To Amelia's surprise, Godwin raised his hand and called out, "what about a pit? You could dig a pit in the road and the next time it appears, just herd it in and Bob's your missing parakeet."

Missing Parakeet was a popular Society card game and had become a code word among the more extroverted members for look like you're helping but spout nothing but pure rubbish.

The entire Mastermind side of the room paused mid-stare...and rearranged tactics. 

"Splendid idea!" wheezed Peter Redlinkum. "How about a series of them placed at strategic intervals along major roads?"

"Stakes!" screeched Harriet Kroening, "line the insides of the pits with sharp stakes! One slip and WHAM! End of problem!"

"We would like to capture the creature alive, if that--," began Gusset, but was interrupted with more suggestions. 

Flood the back garden of Buckingham Palace so it thinks it's found the ocean!

Build a giant cage and set it out where it is likely to appear! Works with cockroaches.

Is it male? Release a hoard of females and by gum, the devil'll turn up sooner or later!

String huge nets over streets that are set to release if it crawls under them! 

Have you tried the fish mongers' union? They may have already caught it and hacked it up for cat food!

Inspector Gusset allowed himself to be pelted with the most outrageous notions for longer than a casual observer would have thought possible,  then held up his hands.

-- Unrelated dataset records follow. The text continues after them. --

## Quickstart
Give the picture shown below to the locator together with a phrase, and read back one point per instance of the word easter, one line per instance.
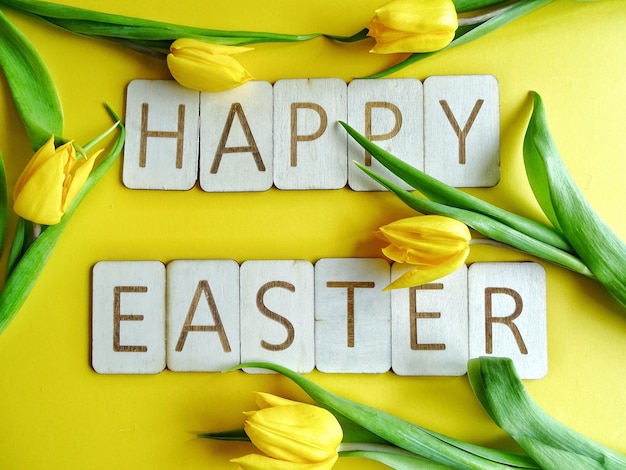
(288, 135)
(208, 315)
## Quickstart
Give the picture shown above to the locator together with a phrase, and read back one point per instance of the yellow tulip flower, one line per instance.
(292, 435)
(437, 245)
(413, 26)
(206, 67)
(50, 182)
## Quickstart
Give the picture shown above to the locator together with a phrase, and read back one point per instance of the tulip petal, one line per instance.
(409, 436)
(424, 275)
(207, 47)
(488, 225)
(212, 74)
(40, 197)
(417, 15)
(27, 270)
(297, 433)
(45, 152)
(77, 179)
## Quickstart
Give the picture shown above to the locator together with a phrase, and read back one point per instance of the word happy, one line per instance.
(288, 136)
(209, 315)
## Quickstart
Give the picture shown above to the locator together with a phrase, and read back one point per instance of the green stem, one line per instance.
(27, 270)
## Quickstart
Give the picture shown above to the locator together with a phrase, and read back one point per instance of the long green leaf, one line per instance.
(3, 204)
(463, 6)
(594, 241)
(471, 34)
(552, 444)
(420, 441)
(31, 85)
(93, 23)
(27, 270)
(395, 460)
(440, 192)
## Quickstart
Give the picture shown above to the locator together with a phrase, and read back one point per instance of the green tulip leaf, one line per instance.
(440, 192)
(471, 33)
(488, 226)
(31, 85)
(4, 209)
(92, 23)
(464, 6)
(552, 444)
(561, 199)
(27, 270)
(395, 460)
(420, 441)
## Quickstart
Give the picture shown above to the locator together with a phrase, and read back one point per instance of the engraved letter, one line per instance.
(415, 315)
(118, 317)
(203, 287)
(295, 137)
(461, 133)
(252, 147)
(368, 124)
(274, 316)
(508, 321)
(179, 135)
(350, 286)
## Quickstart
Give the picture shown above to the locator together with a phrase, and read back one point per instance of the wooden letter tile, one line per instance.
(236, 146)
(202, 315)
(276, 308)
(128, 317)
(462, 130)
(507, 314)
(388, 112)
(161, 150)
(310, 147)
(429, 325)
(352, 315)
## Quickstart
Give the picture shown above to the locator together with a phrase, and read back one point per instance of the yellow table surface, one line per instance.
(56, 412)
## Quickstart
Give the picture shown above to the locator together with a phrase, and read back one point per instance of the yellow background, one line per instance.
(55, 412)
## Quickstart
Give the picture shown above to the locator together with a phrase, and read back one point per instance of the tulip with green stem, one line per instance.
(477, 18)
(405, 445)
(577, 239)
(39, 107)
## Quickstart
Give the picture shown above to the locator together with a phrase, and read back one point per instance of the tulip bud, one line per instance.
(206, 67)
(50, 182)
(438, 245)
(413, 26)
(291, 433)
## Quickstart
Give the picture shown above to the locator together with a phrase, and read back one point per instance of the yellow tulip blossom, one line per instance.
(292, 435)
(206, 67)
(50, 182)
(413, 26)
(437, 245)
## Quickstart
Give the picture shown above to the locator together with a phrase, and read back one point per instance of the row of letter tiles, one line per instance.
(208, 315)
(288, 135)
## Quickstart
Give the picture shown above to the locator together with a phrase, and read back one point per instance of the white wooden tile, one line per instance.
(462, 130)
(429, 325)
(276, 308)
(310, 147)
(202, 315)
(352, 315)
(388, 112)
(161, 149)
(128, 317)
(507, 314)
(236, 146)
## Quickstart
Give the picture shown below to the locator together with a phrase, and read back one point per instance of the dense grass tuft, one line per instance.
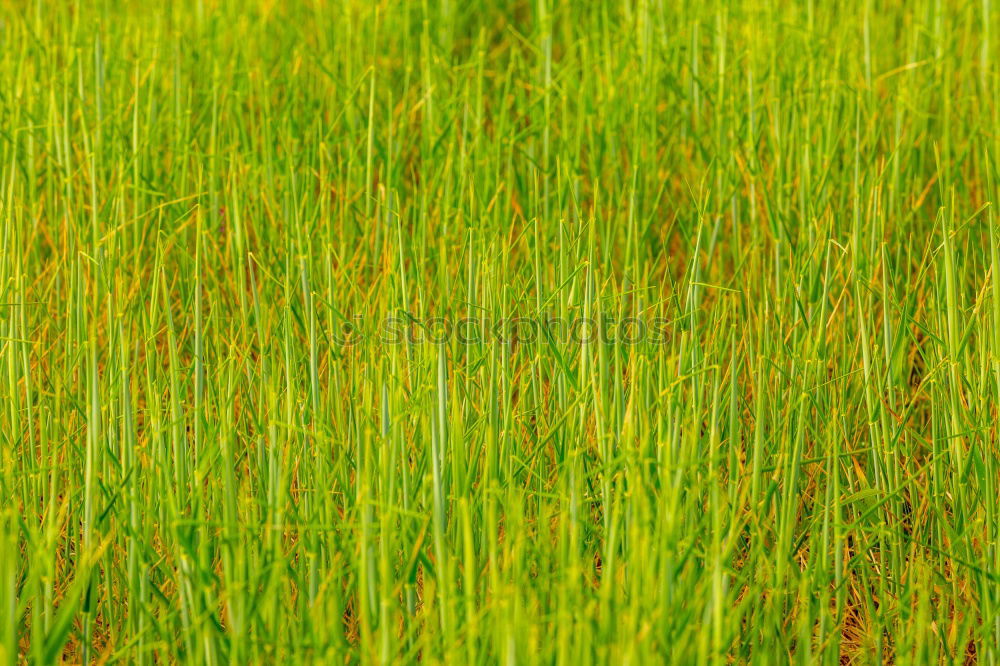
(214, 211)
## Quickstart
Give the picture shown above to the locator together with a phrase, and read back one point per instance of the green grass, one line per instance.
(211, 454)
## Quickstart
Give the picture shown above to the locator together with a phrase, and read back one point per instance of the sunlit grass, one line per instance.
(211, 454)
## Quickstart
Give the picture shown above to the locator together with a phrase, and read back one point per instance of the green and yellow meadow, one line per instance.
(481, 331)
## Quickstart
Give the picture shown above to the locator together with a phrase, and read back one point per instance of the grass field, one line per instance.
(474, 332)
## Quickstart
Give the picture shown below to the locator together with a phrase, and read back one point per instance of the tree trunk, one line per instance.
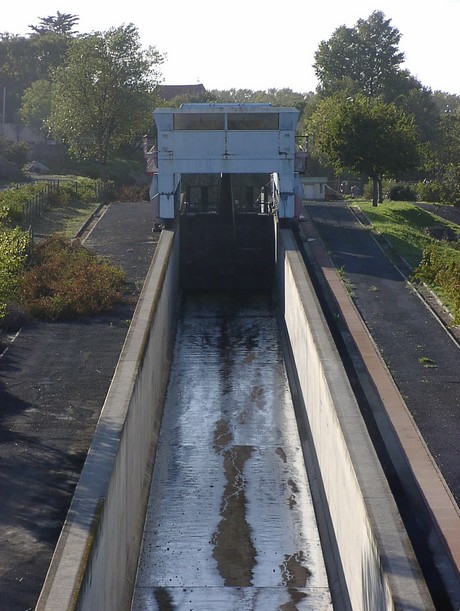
(375, 190)
(380, 190)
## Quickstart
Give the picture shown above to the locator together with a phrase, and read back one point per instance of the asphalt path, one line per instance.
(422, 357)
(53, 381)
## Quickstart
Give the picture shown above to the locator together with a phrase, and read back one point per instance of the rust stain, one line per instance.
(249, 358)
(222, 435)
(295, 489)
(293, 570)
(233, 550)
(281, 453)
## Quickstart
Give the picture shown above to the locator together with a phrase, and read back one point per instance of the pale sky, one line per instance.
(258, 44)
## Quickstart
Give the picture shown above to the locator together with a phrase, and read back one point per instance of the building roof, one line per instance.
(168, 92)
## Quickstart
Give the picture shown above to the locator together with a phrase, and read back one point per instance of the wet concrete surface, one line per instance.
(53, 382)
(422, 357)
(230, 523)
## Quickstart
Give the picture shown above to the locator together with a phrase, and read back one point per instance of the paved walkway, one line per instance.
(423, 402)
(53, 382)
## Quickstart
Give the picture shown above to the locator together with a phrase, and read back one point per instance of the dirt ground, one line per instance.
(53, 381)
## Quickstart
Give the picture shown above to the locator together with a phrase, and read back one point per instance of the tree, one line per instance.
(62, 23)
(101, 97)
(364, 136)
(363, 59)
(36, 105)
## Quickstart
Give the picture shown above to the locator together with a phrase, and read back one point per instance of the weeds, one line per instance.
(65, 280)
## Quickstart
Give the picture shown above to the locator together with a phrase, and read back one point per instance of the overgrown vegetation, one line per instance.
(59, 279)
(65, 280)
(440, 269)
(435, 261)
(14, 245)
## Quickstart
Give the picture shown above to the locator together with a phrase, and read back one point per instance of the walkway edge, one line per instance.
(438, 498)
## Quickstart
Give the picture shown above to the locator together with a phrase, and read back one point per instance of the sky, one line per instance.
(259, 44)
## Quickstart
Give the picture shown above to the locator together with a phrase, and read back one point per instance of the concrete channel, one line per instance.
(368, 560)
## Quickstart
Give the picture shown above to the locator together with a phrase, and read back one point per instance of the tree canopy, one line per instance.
(364, 136)
(101, 96)
(363, 59)
(61, 23)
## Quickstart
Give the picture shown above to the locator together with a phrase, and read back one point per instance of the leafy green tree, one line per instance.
(101, 97)
(363, 59)
(36, 105)
(61, 23)
(17, 69)
(364, 136)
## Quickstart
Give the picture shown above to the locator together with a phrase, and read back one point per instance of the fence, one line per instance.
(41, 201)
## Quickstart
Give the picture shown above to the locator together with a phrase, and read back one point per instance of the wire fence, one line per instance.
(42, 200)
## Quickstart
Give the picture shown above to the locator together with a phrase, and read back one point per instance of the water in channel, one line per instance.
(230, 523)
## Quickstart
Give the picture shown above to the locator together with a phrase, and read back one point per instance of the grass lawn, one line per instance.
(64, 220)
(404, 225)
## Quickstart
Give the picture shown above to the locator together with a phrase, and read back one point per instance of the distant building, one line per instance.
(314, 187)
(16, 133)
(169, 92)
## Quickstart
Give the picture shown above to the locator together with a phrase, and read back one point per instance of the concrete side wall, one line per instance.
(95, 561)
(376, 559)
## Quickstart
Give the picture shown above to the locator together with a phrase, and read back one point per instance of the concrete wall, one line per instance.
(95, 561)
(375, 557)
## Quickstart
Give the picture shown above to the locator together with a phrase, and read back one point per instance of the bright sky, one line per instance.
(257, 44)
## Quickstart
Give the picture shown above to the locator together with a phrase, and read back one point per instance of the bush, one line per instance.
(440, 269)
(66, 280)
(14, 245)
(430, 191)
(134, 193)
(402, 192)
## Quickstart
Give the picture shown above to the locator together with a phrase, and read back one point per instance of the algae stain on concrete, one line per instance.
(233, 549)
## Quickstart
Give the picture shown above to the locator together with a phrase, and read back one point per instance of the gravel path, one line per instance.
(53, 381)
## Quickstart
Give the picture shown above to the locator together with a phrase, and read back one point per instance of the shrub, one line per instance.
(440, 269)
(66, 280)
(14, 245)
(402, 192)
(134, 193)
(430, 191)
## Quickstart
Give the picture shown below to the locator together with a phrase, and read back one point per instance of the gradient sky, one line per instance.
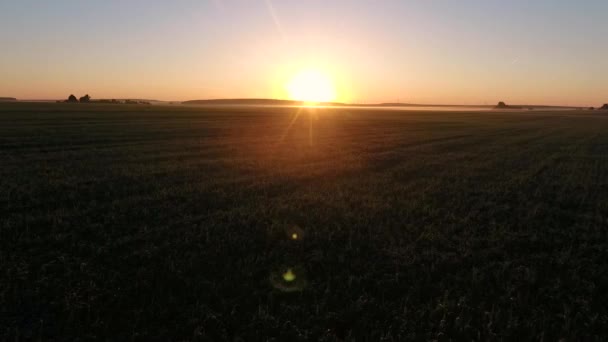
(465, 51)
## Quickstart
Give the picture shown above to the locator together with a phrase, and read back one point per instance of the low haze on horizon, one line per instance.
(444, 52)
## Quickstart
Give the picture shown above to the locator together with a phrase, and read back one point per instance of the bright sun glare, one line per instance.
(311, 86)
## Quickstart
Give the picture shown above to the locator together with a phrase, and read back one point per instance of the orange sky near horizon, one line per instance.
(414, 52)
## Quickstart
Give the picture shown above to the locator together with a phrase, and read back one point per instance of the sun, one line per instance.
(311, 86)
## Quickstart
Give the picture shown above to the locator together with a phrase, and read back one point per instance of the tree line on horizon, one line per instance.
(87, 99)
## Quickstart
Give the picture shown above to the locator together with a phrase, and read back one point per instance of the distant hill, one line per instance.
(274, 102)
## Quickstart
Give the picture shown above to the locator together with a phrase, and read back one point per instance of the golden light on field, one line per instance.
(311, 86)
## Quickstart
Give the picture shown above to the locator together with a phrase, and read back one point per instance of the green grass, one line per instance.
(150, 222)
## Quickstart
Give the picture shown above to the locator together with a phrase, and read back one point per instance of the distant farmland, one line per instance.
(127, 222)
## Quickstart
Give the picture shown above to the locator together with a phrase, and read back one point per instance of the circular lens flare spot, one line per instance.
(289, 276)
(289, 279)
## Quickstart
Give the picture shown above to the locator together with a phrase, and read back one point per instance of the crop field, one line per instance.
(133, 222)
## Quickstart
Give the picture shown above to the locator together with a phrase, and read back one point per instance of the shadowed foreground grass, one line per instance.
(149, 222)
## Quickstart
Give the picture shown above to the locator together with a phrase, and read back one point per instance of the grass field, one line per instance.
(151, 222)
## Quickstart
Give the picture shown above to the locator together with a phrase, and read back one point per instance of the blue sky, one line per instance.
(546, 52)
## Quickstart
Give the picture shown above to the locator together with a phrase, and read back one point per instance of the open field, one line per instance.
(151, 222)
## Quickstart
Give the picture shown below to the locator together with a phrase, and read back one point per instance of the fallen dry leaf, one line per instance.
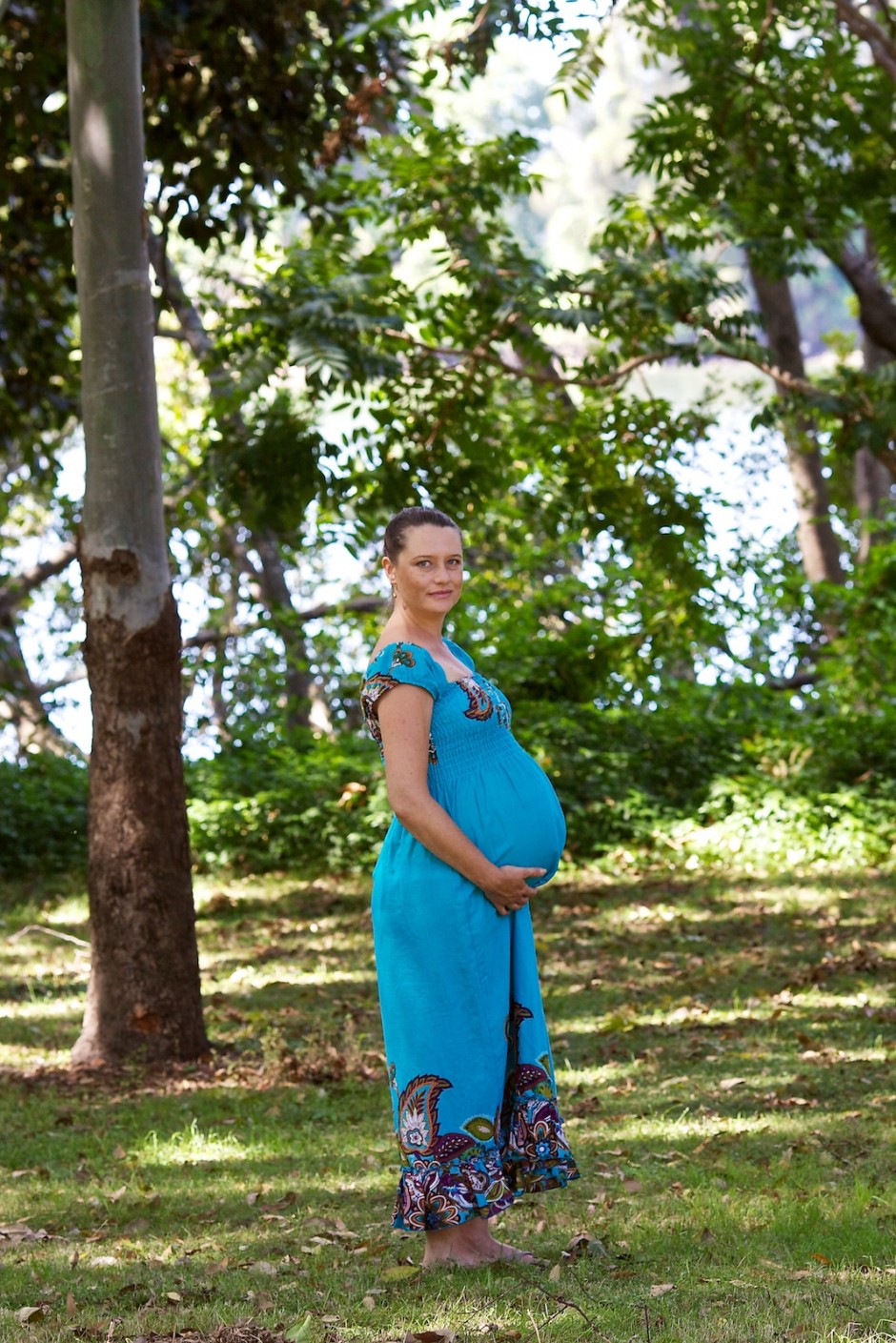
(31, 1313)
(397, 1272)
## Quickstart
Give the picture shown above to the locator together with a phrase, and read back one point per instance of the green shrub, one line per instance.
(43, 817)
(318, 804)
(722, 775)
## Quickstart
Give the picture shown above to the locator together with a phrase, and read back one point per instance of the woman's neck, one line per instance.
(400, 627)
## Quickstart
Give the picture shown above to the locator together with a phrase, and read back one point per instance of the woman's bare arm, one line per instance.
(404, 715)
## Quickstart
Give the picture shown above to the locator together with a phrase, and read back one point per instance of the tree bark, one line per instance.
(818, 544)
(872, 482)
(876, 304)
(144, 997)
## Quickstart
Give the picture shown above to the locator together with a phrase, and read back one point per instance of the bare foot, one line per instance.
(470, 1245)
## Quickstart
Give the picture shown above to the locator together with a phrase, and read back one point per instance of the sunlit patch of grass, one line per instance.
(725, 1060)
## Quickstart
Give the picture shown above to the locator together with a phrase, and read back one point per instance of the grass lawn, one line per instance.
(725, 1053)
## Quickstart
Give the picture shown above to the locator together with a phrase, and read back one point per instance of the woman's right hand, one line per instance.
(509, 888)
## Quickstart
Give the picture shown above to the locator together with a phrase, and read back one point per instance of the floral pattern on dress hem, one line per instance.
(479, 1171)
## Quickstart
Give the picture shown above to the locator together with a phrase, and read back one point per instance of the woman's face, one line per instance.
(429, 572)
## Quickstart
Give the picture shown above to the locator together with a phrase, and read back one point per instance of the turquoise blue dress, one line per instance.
(468, 1050)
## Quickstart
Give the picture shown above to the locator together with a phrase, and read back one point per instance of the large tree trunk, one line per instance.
(818, 544)
(144, 994)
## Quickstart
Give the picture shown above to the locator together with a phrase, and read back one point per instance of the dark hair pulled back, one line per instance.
(404, 521)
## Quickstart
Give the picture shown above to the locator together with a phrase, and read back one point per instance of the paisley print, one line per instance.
(375, 686)
(472, 1084)
(482, 1169)
(481, 706)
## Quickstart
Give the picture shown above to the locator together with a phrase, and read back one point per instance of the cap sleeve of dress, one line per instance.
(397, 663)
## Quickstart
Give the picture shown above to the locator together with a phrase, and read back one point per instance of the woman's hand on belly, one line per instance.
(509, 889)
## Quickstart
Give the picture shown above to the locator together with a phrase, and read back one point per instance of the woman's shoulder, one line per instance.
(397, 653)
(461, 654)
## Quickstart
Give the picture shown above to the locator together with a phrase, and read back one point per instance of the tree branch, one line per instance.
(883, 48)
(876, 304)
(314, 613)
(23, 583)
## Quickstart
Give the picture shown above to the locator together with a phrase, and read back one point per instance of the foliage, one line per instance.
(43, 820)
(724, 1056)
(719, 771)
(308, 802)
(711, 774)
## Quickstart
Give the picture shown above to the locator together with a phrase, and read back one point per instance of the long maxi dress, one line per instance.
(468, 1050)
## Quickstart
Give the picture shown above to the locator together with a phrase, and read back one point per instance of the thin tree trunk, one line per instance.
(144, 997)
(818, 544)
(272, 578)
(873, 483)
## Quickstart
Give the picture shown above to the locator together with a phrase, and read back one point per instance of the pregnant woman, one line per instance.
(478, 827)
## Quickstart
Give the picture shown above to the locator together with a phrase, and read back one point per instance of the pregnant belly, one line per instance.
(512, 814)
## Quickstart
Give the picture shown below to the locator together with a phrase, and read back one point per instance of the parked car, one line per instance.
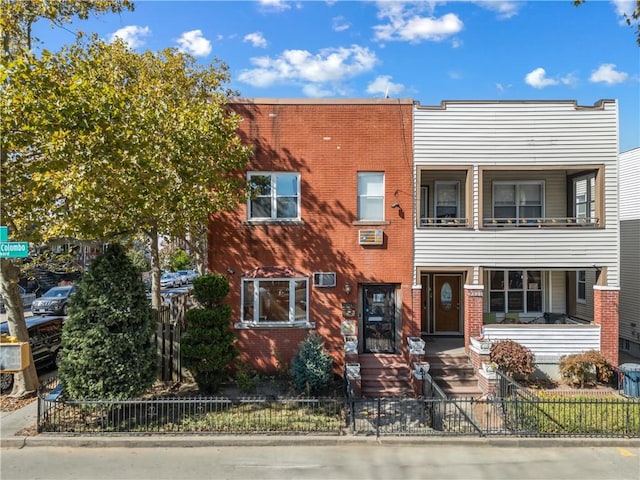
(170, 279)
(55, 301)
(27, 299)
(187, 276)
(45, 337)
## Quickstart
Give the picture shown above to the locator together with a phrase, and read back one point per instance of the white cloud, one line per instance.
(276, 5)
(132, 35)
(405, 22)
(606, 73)
(317, 91)
(256, 39)
(624, 7)
(538, 79)
(340, 24)
(194, 43)
(329, 65)
(504, 9)
(383, 86)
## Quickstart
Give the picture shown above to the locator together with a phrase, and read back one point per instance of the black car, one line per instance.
(55, 301)
(45, 338)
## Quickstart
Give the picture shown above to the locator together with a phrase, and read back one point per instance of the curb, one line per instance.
(195, 440)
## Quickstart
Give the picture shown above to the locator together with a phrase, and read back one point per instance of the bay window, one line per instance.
(515, 291)
(275, 300)
(518, 200)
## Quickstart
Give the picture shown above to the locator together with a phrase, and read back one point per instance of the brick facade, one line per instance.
(327, 142)
(473, 307)
(605, 314)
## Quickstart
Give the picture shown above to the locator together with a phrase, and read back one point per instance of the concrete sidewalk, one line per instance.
(25, 418)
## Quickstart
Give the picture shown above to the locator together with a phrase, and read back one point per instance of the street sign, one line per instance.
(14, 249)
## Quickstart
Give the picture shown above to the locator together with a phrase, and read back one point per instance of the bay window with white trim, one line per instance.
(515, 291)
(518, 200)
(275, 301)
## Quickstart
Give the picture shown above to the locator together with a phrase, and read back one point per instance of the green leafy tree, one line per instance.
(16, 20)
(106, 141)
(312, 366)
(208, 347)
(107, 349)
(180, 260)
(632, 18)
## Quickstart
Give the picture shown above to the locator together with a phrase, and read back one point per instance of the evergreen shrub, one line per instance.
(107, 349)
(312, 366)
(208, 346)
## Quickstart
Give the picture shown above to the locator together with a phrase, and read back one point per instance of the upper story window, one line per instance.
(515, 291)
(370, 196)
(584, 189)
(447, 200)
(276, 196)
(518, 200)
(276, 301)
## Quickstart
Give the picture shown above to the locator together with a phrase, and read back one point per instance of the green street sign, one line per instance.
(14, 249)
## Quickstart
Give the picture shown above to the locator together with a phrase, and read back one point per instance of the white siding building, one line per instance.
(516, 213)
(630, 251)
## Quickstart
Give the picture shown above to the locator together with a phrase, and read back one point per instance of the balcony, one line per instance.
(541, 222)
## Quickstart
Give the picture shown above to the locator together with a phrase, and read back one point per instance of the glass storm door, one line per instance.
(379, 318)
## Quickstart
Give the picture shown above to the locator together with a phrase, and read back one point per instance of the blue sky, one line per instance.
(427, 51)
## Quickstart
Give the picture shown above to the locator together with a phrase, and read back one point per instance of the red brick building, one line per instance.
(328, 235)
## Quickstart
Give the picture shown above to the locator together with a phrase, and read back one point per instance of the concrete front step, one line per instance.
(454, 374)
(385, 376)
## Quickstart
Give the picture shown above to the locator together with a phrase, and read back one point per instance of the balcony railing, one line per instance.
(444, 222)
(539, 222)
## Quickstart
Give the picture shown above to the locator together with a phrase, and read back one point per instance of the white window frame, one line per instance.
(525, 289)
(589, 200)
(437, 202)
(517, 200)
(274, 197)
(365, 197)
(254, 303)
(583, 282)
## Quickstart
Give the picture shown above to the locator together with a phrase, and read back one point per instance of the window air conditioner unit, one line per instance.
(324, 279)
(371, 237)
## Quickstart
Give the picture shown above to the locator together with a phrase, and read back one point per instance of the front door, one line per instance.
(379, 318)
(446, 303)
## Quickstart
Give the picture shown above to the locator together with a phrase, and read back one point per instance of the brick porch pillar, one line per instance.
(605, 314)
(473, 306)
(416, 307)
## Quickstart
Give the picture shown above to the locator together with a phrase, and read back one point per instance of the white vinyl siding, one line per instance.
(521, 141)
(630, 245)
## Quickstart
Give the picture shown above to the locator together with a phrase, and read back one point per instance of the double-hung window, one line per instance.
(584, 189)
(275, 196)
(371, 196)
(515, 291)
(275, 301)
(447, 200)
(518, 200)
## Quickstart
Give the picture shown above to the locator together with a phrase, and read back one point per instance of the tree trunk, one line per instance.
(156, 299)
(26, 381)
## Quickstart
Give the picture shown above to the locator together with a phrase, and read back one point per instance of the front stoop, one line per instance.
(385, 376)
(454, 374)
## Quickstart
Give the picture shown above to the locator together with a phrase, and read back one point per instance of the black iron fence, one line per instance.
(189, 415)
(515, 412)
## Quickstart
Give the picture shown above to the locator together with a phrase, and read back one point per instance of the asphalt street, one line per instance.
(301, 462)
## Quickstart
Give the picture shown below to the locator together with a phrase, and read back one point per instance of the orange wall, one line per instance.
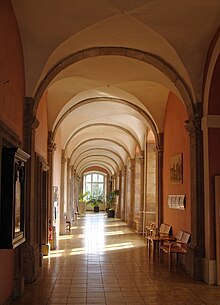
(7, 274)
(176, 140)
(214, 146)
(57, 161)
(12, 82)
(42, 131)
(12, 92)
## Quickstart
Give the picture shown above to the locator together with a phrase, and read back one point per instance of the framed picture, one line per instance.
(12, 208)
(176, 202)
(176, 169)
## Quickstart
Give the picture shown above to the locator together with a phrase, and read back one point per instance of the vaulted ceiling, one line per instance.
(108, 67)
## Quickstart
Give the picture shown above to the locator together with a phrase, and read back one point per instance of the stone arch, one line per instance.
(145, 57)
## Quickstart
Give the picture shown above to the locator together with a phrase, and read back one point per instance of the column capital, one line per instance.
(141, 160)
(63, 159)
(30, 120)
(51, 146)
(193, 124)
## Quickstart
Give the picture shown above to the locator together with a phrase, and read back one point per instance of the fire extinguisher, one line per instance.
(50, 235)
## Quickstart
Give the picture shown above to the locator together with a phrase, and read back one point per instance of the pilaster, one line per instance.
(132, 193)
(195, 253)
(62, 190)
(159, 171)
(30, 249)
(51, 147)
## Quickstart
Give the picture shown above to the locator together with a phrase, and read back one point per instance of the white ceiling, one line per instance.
(98, 102)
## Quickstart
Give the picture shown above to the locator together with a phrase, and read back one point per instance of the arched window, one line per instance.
(94, 183)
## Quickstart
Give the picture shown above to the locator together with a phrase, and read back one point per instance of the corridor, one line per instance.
(101, 261)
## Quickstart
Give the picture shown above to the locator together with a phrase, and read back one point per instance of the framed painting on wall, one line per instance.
(176, 169)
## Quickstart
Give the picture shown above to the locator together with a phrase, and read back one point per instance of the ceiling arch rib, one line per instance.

"Thank you, thank you. You've been quite helpful. I believe that's all the questions we have for you at this time. A pleasant evening." 

The Masterminds hopped up and streamed out of the salon and the constables, who had only managed to scribble down a few of the tips, flipped their notebooks closed with visible relief.

Once the room had completely emptied, one of Gusset's men asked in a muffled voice, "was that just a load of bollocks or are they  genuinely mad? I mean, flood the garden at Buckingham Palace? Pits and nets? What kind of shoddily welded cobblers is that?"

"Whoever can answer that definitively will get a gold sovereign from me," remarked Inspector Gusset, chewing on his lower lip and scowling. "Was worth a shot, anyway."